I love books about memory/forgetting, so I couldn’t wait to get my hands on this one, especially since it’s by one of my favorite authors. The story opens in France in the year 1714 and follows a 23-year-old woman named Addie Larue.
She’s arranged to be married to a recent widower that she doesn’t really know, destined to a life of babies, subservience, and backbreaking chores — a life which she desperately wants no part of.
So on her wedding day, she runs off into the woods and prays to the old gods — pleads with whatever deity may be listening to save her, ignoring the advice of her friend and neighbor to “Never pray to those who only answer when it’s dark.”
Well, a dark god of some sort answers her, and she asks him for a chance to live, be free, and have more time. The god agrees, and they make a Faustian bargain in exchange for her soul. She will be able to escape her current life and will never age or die.
Of course, the dark ones don’t play fair and what she wasn’t aware of was that there’s a stipulation to the deal: Nobody will ever remember her for more than a few moments. Once she leaves a room, she is immediately forgotten, and each time she returns to it, it’s like it’s the first time. Out of sight, out of mind.
So the book then chronicles her fascinating struggles over 300 years — all of the pain, solitude, challenges, and loneliness she had to go through. Given that nobody can remember her, she couldn’t hold a job or sign a lease, so she pretty much had to turn to a life of crime and prostitution to survive. She’s not even able to write or sign her name. She’s unable to leave any kind of mark behind. There is never any evidence of her having existed, though she does come up with some creative ways to bend the rules and, in so doing, inadvertently leave her mark on the world.
She also cunningly alleviates her loneliness by spending months with a person, meeting them anew every day, as far as they are concerned. We also follow her odd and messy relationship dynamic with Luc, the demon/god who randomly appears in her life over the centuries, sometimes just to meddle in her life and mess with her. He desperately wants her to tire of life — to tire of being forgotten — so that he can collect her soul.

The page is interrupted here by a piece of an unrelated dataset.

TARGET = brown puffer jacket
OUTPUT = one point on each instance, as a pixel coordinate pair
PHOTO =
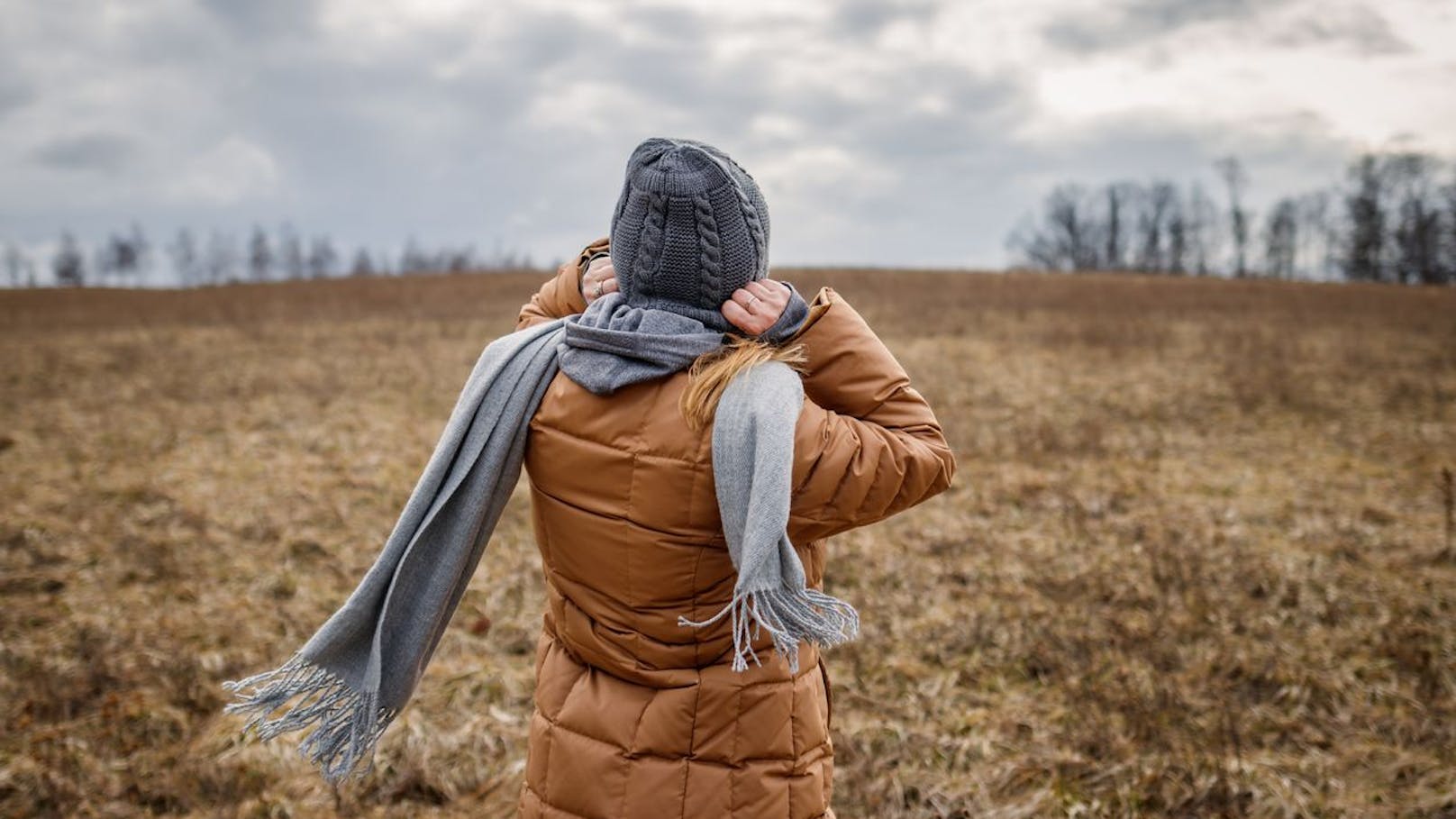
(637, 715)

But one day, things change for Addie when she walks into a bookstore she visited the previous day, and the young man says to her, for the first time in centuries, “I remember you!” So the question is: why does he remember her, and what does that mean for Addie’s life from this point forward? Did she finally pull one over on Luc?
I can’t express how much I loved this complicated, moving book and sometimes raw story. I adored the premise of this breath-taking book. There’s real depth to the story, which delves into themes of grief, loneliness, suffering, that which makes us human, art, our need for connection, our need to live a fulfilling life, family, self-acceptance, leaving our mark on the world, being remembered, being loved and grief.
It’s a fascinating life journey – a character-driven tale that sucked me in and stole my heart. It caused me to laugh, gasp, sob, smile, frown, and experience countless other emotions throughout its pages. I think this will end up being my favorite book of 2020.